Он сделал глоток живительного напитка и снова закрыл термос, а затем помог Мэри устроиться в самолете и пристегнуться. Обходя самолет, чтобы сесть в кресло пилота, он глубоко вдохнул и выдохнул. У них впереди был долгий и утомительный день, который они проведут в попытке загрузить в самолет как можно больше частей электронного микроскопа и привезти его в деревню. Скиннер взгляднул на Мэри и выпалил банальность:
— Ну что ж, мы готовы...
А его глаза в это время шептали ей «Я тебя хочу... прямо сейчас...»
Мэри сглотнула и кивнула, забыв, как говорить. Скиннер включил двигатели, самолет взглетел.
***
Сквозь заикающийся рокот старого пылесоса Малдер услышал звук взлетающего вертолета и, улыбнувшись сам себе, закончил чистку ковра и выключил шумную штуковину. Скалли оторвалась от своей книги и заявила:
— Пора уже положить конец страданиям этого бедолаги, Малдер... где ты его нашел?
Малдер обмотал шнур вокруг ручки пылесоса и поставил его у двери, а затем шлепнулся на диван рядом с женой.
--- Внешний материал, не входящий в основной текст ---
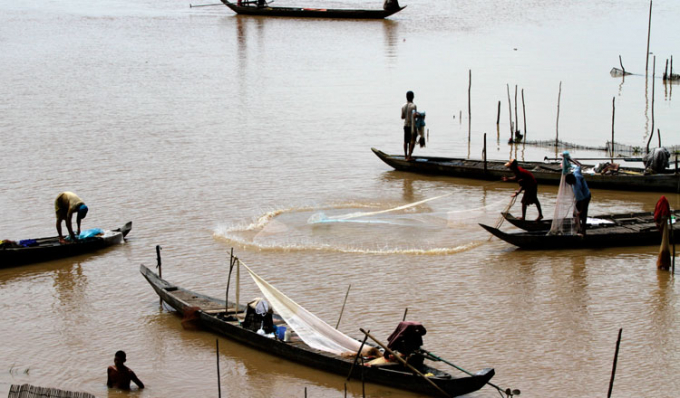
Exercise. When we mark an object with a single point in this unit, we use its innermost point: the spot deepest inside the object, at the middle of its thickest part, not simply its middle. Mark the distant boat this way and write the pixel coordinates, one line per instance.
(600, 221)
(626, 179)
(30, 251)
(263, 8)
(626, 233)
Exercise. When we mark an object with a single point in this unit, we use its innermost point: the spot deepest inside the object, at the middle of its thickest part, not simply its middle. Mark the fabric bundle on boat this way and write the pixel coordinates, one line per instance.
(312, 330)
(563, 218)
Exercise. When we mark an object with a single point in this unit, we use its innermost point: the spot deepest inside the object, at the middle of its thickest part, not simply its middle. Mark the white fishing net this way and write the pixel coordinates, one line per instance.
(312, 330)
(563, 219)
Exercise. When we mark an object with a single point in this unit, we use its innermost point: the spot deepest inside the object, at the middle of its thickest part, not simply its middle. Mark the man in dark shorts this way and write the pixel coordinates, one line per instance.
(528, 184)
(582, 197)
(408, 111)
(119, 375)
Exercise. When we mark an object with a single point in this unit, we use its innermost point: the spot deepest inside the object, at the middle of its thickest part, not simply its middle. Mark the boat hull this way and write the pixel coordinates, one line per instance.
(48, 249)
(298, 12)
(493, 170)
(296, 350)
(635, 235)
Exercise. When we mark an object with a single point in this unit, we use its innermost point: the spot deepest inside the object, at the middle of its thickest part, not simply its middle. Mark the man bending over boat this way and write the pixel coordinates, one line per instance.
(527, 183)
(119, 375)
(65, 205)
(408, 112)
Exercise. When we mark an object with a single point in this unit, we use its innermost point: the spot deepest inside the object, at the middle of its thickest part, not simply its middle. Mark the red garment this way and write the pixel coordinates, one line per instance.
(662, 209)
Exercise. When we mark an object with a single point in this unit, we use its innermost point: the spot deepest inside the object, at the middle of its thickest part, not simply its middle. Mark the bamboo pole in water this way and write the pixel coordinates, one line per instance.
(557, 124)
(616, 356)
(498, 115)
(651, 133)
(649, 32)
(516, 118)
(217, 351)
(524, 112)
(613, 113)
(510, 113)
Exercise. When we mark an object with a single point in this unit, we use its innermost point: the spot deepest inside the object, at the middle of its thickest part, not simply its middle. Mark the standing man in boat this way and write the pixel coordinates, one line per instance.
(582, 196)
(119, 376)
(65, 205)
(408, 112)
(527, 183)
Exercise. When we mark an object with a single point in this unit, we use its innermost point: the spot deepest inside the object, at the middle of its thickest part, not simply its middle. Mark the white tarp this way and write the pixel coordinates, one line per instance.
(312, 330)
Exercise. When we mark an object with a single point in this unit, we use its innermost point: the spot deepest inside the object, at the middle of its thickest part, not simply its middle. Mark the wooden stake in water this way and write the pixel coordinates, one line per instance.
(524, 112)
(616, 356)
(651, 132)
(343, 306)
(159, 266)
(613, 112)
(557, 123)
(649, 33)
(217, 351)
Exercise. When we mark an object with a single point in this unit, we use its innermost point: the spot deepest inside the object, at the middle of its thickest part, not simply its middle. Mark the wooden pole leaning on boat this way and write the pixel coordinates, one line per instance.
(434, 357)
(343, 306)
(403, 362)
(356, 357)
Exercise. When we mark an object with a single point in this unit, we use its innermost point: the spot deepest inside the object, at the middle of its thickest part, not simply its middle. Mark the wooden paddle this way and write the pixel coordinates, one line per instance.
(403, 362)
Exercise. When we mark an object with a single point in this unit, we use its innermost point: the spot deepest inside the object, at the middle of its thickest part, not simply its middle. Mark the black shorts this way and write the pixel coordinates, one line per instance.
(408, 136)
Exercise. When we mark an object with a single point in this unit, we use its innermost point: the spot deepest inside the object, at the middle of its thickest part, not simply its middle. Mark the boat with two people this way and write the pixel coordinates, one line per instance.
(29, 251)
(264, 8)
(547, 172)
(616, 230)
(277, 325)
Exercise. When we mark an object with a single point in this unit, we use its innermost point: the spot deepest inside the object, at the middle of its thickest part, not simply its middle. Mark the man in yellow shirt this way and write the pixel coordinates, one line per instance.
(65, 205)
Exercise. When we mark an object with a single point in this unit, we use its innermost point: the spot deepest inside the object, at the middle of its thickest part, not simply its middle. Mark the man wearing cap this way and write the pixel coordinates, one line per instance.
(65, 205)
(528, 184)
(408, 111)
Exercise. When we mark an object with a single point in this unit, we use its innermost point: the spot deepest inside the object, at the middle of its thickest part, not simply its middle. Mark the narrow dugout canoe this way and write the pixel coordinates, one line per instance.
(212, 316)
(250, 8)
(640, 234)
(628, 179)
(594, 222)
(48, 249)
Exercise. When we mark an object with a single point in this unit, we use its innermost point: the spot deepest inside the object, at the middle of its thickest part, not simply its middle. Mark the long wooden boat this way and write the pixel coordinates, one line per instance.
(605, 221)
(627, 179)
(48, 249)
(633, 234)
(211, 315)
(264, 9)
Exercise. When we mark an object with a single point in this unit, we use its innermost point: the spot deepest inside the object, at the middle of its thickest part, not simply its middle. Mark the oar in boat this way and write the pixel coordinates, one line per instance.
(609, 158)
(433, 357)
(403, 362)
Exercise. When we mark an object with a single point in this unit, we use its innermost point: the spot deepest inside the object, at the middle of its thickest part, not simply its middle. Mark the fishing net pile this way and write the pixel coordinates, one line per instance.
(313, 331)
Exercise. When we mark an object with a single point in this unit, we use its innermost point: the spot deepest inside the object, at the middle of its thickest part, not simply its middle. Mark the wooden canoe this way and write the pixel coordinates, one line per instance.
(628, 179)
(640, 234)
(597, 222)
(48, 249)
(250, 8)
(211, 315)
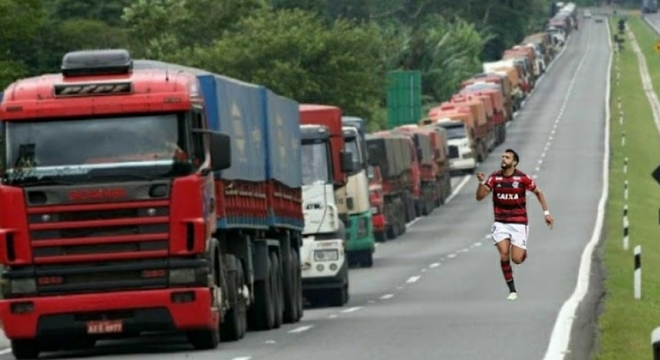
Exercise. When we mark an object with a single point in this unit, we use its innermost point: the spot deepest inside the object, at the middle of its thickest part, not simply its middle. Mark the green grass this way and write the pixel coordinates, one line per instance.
(626, 324)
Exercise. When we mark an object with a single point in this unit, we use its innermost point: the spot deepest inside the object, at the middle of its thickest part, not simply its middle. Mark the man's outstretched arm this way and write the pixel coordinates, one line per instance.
(482, 189)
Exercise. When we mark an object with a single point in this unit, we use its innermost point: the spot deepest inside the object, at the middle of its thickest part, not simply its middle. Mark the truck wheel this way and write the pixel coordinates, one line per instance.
(340, 296)
(278, 290)
(368, 259)
(292, 290)
(391, 231)
(24, 349)
(209, 339)
(232, 325)
(262, 311)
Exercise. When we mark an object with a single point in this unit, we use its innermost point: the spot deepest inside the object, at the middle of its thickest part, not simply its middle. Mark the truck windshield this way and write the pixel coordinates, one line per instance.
(455, 131)
(351, 145)
(315, 164)
(86, 149)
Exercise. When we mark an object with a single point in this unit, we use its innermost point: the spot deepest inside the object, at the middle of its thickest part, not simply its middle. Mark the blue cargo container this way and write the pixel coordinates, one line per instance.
(264, 128)
(282, 129)
(232, 107)
(235, 108)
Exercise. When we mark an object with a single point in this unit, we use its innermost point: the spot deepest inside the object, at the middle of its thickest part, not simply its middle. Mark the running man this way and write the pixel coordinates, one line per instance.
(510, 230)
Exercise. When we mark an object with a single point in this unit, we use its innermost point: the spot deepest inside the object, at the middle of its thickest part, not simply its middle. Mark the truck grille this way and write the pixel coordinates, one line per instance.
(99, 232)
(453, 151)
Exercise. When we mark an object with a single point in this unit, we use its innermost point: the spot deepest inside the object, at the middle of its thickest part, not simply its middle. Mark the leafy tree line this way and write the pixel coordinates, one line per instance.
(324, 51)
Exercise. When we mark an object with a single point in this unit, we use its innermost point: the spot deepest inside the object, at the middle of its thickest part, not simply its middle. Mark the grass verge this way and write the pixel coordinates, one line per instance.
(626, 324)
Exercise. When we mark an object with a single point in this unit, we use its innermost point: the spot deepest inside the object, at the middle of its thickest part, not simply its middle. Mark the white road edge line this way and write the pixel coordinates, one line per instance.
(561, 332)
(300, 329)
(349, 310)
(413, 279)
(460, 185)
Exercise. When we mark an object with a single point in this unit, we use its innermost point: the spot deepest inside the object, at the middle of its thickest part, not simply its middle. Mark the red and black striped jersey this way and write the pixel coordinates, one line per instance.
(509, 196)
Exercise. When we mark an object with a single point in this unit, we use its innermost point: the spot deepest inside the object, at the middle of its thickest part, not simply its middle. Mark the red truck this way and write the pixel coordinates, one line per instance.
(391, 153)
(434, 178)
(142, 199)
(377, 202)
(499, 115)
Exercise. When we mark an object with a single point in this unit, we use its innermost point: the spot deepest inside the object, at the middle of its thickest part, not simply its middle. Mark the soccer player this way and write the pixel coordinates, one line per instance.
(509, 186)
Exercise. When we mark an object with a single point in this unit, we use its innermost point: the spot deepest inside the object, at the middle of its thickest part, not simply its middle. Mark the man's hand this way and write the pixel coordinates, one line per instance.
(549, 221)
(481, 177)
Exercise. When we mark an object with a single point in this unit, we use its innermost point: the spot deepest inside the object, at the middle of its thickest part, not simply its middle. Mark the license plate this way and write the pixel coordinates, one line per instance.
(105, 327)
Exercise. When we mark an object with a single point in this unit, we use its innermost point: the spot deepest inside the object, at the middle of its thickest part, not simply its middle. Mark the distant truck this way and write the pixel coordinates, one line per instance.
(325, 165)
(361, 244)
(649, 6)
(390, 153)
(160, 208)
(433, 166)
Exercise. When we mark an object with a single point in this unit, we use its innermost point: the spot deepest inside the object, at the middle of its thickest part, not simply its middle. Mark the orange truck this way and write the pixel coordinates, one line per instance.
(483, 126)
(499, 115)
(433, 166)
(498, 82)
(394, 155)
(513, 74)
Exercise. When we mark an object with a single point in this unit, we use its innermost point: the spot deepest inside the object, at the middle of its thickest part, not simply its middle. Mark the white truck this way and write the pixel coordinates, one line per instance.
(361, 244)
(460, 143)
(323, 254)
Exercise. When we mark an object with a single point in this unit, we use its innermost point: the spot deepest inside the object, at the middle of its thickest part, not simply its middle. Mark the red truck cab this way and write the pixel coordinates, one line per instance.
(107, 206)
(377, 202)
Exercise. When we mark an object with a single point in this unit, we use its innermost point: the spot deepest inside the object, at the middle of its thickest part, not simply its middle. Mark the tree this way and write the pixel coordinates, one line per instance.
(297, 55)
(20, 21)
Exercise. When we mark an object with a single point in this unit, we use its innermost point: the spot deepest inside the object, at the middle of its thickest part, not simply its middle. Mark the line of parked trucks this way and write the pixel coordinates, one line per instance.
(140, 196)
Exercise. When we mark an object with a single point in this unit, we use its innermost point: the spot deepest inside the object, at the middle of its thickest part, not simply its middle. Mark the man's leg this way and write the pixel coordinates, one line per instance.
(504, 247)
(519, 244)
(518, 254)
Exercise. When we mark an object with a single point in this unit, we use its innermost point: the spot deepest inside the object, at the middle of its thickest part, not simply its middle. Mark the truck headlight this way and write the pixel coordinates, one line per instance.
(182, 276)
(23, 286)
(363, 228)
(326, 255)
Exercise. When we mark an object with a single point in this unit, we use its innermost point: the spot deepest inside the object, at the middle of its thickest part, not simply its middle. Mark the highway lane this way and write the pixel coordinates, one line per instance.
(437, 291)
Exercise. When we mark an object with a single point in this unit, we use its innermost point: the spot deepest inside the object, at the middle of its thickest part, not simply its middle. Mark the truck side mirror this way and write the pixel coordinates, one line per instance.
(220, 146)
(372, 155)
(346, 162)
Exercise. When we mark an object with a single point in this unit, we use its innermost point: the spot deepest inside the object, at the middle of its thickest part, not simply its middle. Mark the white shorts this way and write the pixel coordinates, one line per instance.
(517, 233)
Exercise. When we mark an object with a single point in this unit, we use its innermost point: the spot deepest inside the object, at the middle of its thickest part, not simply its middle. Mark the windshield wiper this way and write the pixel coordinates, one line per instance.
(33, 181)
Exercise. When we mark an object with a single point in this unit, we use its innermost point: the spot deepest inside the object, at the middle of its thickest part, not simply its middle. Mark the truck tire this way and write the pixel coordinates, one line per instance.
(278, 289)
(262, 311)
(368, 259)
(209, 339)
(25, 349)
(292, 290)
(340, 296)
(234, 322)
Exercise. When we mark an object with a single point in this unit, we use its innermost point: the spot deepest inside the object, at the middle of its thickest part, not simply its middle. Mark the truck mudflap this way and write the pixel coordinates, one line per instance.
(378, 221)
(118, 314)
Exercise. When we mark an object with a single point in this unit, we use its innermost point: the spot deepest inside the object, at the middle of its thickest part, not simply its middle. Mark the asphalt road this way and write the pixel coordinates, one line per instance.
(437, 292)
(654, 19)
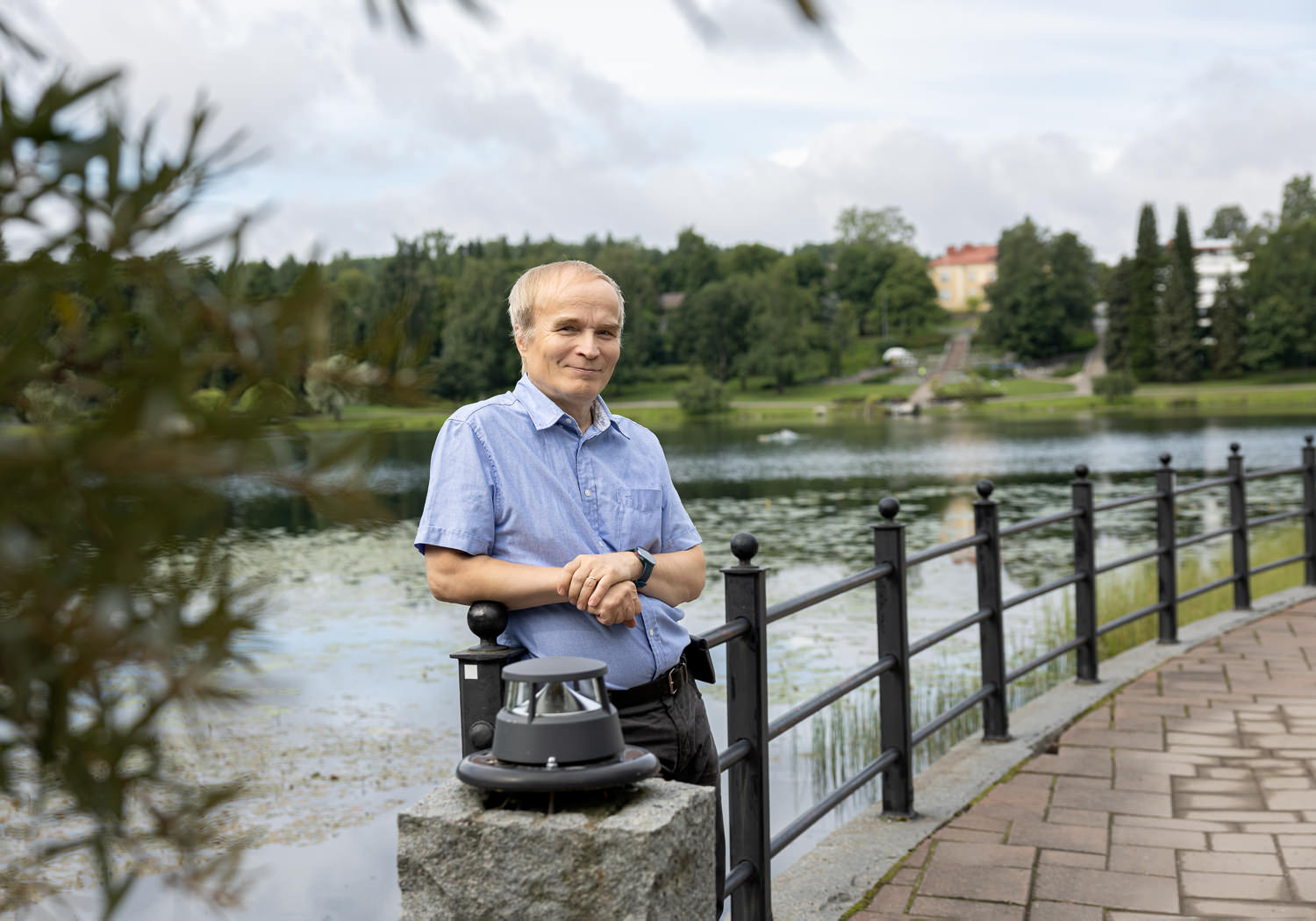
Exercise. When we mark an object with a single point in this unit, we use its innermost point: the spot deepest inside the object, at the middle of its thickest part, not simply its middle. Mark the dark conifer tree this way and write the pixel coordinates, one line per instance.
(1177, 329)
(1119, 294)
(1142, 300)
(1228, 318)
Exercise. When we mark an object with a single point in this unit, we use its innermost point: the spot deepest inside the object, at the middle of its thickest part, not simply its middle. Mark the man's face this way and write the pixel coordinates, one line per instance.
(576, 342)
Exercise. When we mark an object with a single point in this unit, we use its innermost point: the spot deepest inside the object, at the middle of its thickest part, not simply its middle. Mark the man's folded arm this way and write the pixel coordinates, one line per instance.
(462, 578)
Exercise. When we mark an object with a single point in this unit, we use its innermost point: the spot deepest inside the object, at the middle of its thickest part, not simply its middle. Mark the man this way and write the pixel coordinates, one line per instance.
(544, 500)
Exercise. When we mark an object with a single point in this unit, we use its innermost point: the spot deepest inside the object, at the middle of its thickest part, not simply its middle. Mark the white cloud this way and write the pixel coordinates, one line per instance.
(579, 118)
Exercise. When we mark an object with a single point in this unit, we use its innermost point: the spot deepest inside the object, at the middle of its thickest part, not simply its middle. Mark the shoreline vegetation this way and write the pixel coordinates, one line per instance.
(861, 403)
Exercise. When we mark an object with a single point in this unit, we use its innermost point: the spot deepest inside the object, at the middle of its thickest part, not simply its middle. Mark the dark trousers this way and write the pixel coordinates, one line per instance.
(676, 729)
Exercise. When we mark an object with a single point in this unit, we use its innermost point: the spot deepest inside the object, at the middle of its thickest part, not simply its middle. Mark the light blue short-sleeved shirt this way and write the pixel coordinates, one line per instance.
(515, 478)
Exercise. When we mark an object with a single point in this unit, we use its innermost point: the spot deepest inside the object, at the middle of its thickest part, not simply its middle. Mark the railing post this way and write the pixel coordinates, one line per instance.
(1166, 576)
(747, 718)
(1310, 508)
(894, 641)
(991, 632)
(1239, 523)
(479, 674)
(1084, 565)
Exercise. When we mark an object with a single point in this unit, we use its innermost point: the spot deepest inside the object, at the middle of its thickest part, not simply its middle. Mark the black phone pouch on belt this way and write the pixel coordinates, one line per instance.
(699, 660)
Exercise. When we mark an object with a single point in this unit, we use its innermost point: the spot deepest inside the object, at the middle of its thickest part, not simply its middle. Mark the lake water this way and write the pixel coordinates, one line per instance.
(355, 710)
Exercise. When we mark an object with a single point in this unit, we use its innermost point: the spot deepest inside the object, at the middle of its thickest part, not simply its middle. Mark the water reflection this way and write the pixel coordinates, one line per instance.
(354, 642)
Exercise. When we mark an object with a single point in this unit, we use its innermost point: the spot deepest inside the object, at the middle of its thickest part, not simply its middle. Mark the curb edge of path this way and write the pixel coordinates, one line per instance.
(840, 870)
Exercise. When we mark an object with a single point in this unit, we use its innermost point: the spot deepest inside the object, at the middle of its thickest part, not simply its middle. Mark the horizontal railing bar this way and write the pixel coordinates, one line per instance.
(726, 632)
(947, 632)
(1277, 516)
(1203, 484)
(834, 799)
(1274, 471)
(1041, 523)
(829, 696)
(1126, 560)
(734, 753)
(1041, 589)
(1128, 618)
(829, 591)
(1128, 500)
(740, 874)
(1044, 658)
(1205, 536)
(1202, 589)
(962, 707)
(942, 549)
(1276, 565)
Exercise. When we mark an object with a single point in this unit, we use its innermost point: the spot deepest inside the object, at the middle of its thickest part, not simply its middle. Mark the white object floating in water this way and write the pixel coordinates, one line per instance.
(783, 437)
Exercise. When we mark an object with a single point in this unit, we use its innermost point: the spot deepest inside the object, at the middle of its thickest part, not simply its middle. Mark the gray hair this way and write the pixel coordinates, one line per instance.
(528, 289)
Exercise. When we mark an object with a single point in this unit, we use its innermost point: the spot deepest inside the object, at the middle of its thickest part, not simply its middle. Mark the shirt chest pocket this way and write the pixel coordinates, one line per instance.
(639, 518)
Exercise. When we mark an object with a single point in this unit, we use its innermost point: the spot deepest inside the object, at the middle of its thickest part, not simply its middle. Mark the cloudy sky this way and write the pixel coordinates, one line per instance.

— Тара нашла его в сарайчике за домом. Он все еще сосет... типа, — Малдер хихикнул от своей же глупой шутки, а Скалли только покачала головой и снова уткнулась носом в книгу. Малдер тыкнул ее ногой в шерстяном носке.
— Ты слышала вертолет? Скиннер и Мэри улетели.
Скалли снова подняла голову и кивнула.
— Я слышала, еле-еле из этого ужасного гудения, которое издавал этот допотопный пылесос. И кстати, а почему ты не называешь его Уолтером? Он же нас просил об этом.
Малдер мотнул головой, развлекаясь тем, что сунул большой палец ноги под обтянутую фланелью попу Скалли.
— Я не могу называть его Уолтером... точно так же, как я не могу называть тебя Даной. Я пытался, но это мне не по душе. Старые привычки, детка...
Скалли дернулась, когда его нога коснулась щекотного места, и рукой поймала его ступню.
— Малдер, щекотно! Если ты можешь называть меня деткой, то я не понимаю, почему тебе не звать Уолтера по имени. Какая тут разница? Слово «детка» тоже было новое для нас и нужно было привыкать, и у тебя получилось, ведь так?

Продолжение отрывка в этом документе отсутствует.